Systemd-swap deprecated, how to zswap without it?

A few years ago I enabled zswap with systemd-swap on one or more of my Manjaro systems. Now wishing to enable zswap on another system I was reviewing procedures to do so and came across this post: [arch-dev-public] Deprecating systemd-swap. Indeed the last systemd-swap GitHub release was August 2020. Thus it may be wise to avoid further use of systemd-swap.

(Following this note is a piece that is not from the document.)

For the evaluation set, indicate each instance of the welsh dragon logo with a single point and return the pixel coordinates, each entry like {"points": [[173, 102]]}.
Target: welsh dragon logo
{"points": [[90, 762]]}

The Manjaro wiki Swap page still instructs the use of systemd-swap with zswap, but I am aware zswap can be enabled without the use of systemd-swap, so I was wondering if there is a best or correct way to do this during boot on a Manjaro system?

Did you also read the arch wiki?

https://wiki.archlinux.org/title/Zswap

2 Likes

I did have a look at the Arch wiki, but it was not the first thing that I read. Does “All officially supported kernels have zswap enabled by default” mean that zswap is already active and running by default on Manjaro systems and we do not have to do anything to activate it ?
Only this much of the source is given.